Obama has made almost perfect use of Web 2.0 to build his campaign - and generate income at a speed that has amazed most observers, and shocked all his rivals. I think people writing about PR on the web may use his campaign to show exactly when Web 2.0 came of age, and for many years quote it as a textbook example of building community support by
- Offering unique appeal to core supporters
- Encouraging them to build communities
- Using - or enabling others to use - every possible medium to spread the message
The Amazing Money Machine by Joshua Green in The Atlantic gives a detailed analysis of just how effectively all this has been done. Green "opted to undergo the full tech immersion while reporting this piece, and soon had Obama ring tones on my phone, new networks of online “friends,” text-message updates from the campaign, and regular e-mails
from its manager, all gently encouraging me to give money, volunteer time, bring in new friends, and generally reorient my life in ways that were made to seem hip and fun".
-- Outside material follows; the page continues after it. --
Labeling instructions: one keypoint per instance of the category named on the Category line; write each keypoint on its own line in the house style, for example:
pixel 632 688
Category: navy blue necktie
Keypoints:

For me, there are two key points. First, Obama understood the influence of the web at the right time - and knew where to find the people who can wield it, and how to appeal to them. He is proposing the kind of legislation to appeal to Silicon Valley, and has made himself available. The result has been powerful affinity groups like entrepreneursforobama.com and social networking and campaign focus sites such as my.barackobama.com doing all the hard work, and doing it much more effectively than a central organization.
The second point is that he does not seem to be acting a part. Being new, young, and intelligent appeals to web users and entrepreneurs, be he also seems to be sympathetic to the ideals of the web - openness and resistance to manipulation. That has also meant letting the thing roll rather than trying to control it too much, which would probably have killed it.
Like Apple, Obama "got it" at just the right time. Like Apple, Obama has had a lot of negative press on the web, but had built a strong enough core following and "cool factor" to achieve critical mass by then. I am sure people will try to paint Hillary as akin to Microsoft, (predictably, but very amusingly, including Fake Steve Jobs), and perhaps with some justification as someone who got it a bit too late - and not quite as well.